2º Domingo do Advento - O Escândalo



EVANGELHO (Mat. XI 2—10)

Naquele tempo, estando João no cárcere, como tivesse ouvido as obras de Cristo, enviou dois de seus discípulos a dizer-lhe:
És tu o que há de vir ou devemos esperar outro?
E, respondendo, Jesus disse-lhes: Ide e contai a João o que ouvistes e vistes.
Os cegos veem, os coxos andam, os leprosos são limpos, os surdos ouvem, os mortos ressuscitam, e os pobres são evangelizados.
E bem-aventurado aquele que não encontrar em mim motivo de escândalo.
E tendo eles partido, começou Jesus a falar de João às turbas: Que fostes ver no deserto? Uma cana agitada pelo vento?
Mas, que fostes ver? Um homem vestido de roupas delicadas? Mas os que vestem roupas delicadas encontram-se nos palácios dos reis.
Mas que fostes ver? Um profeta? Sim, vos digo eu, e ainda mais do que profeta.
Porque este é aquele de quem está escrito: Eis que eu envio o meu anjo adiante de ti, o qual preparará o caminho diante de ti.

COMENTÁRIO MORAL

O escândalo

Recolhamos do Evangelho de hoje uma frase do divino Mestre, de profunda significação. Depois de ter citado as obras maravilhosas que fazia como prova de sua missão divina, Nosso Senhor termina, dizendo: — Feliz aquele que não se escandalizar de mim.

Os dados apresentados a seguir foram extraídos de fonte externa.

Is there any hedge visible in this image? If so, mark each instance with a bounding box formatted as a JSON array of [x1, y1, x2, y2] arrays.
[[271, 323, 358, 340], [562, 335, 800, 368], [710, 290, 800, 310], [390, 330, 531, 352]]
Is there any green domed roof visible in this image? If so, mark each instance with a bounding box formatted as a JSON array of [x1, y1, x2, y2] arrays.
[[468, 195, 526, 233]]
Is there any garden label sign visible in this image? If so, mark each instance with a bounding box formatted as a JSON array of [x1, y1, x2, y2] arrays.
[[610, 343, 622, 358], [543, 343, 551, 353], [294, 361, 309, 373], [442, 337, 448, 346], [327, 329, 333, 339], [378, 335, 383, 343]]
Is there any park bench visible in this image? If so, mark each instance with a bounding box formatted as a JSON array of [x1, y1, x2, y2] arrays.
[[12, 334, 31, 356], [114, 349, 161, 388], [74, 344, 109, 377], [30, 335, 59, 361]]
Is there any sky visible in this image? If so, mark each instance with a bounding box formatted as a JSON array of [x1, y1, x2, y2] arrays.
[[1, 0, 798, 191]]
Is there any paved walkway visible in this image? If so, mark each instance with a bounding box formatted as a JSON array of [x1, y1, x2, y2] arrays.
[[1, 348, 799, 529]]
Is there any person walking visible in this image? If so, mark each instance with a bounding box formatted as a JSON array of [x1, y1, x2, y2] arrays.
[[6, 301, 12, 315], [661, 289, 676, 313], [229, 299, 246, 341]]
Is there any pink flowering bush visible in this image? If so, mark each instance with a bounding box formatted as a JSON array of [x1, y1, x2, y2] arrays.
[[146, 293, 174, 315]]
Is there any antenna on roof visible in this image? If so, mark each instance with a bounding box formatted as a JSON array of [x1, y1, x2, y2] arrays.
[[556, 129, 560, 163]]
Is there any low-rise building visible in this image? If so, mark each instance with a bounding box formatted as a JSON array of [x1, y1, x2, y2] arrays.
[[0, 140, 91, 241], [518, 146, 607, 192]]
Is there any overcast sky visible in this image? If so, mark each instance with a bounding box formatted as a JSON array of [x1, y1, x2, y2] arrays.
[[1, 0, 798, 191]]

Meditemos hoje esta frase divina para recolhermos o ensino que o Mestre quer ministrar-nos, examinando:

1º O que é o escândalo?
2° Qual é a sua gravidade.

I. O que é o escândalo?

Os romanos chamavam scandalum as pedras que se encontram às vezes no caminho e que fazem tropeçar o viandante. Há dessas pedras de tropeço nos caminhos naturais da vida, e as há igualmente no caminho sobrenatural que a nossa alma deve trilhar.
Aquele que põe ocasiões de pecado dá escândalo (escândalo ativo). Aquele que esbarra nessa pedra, sendo induzido a pecar, recebe o escândalo (escândalo passivo). Pode uma pessoa escandalizar outra diretamente, induzindo-a intencionalmente ao pecado; sendo esta provocação feita de propósito para perder sua alma, é chamada: diabólica.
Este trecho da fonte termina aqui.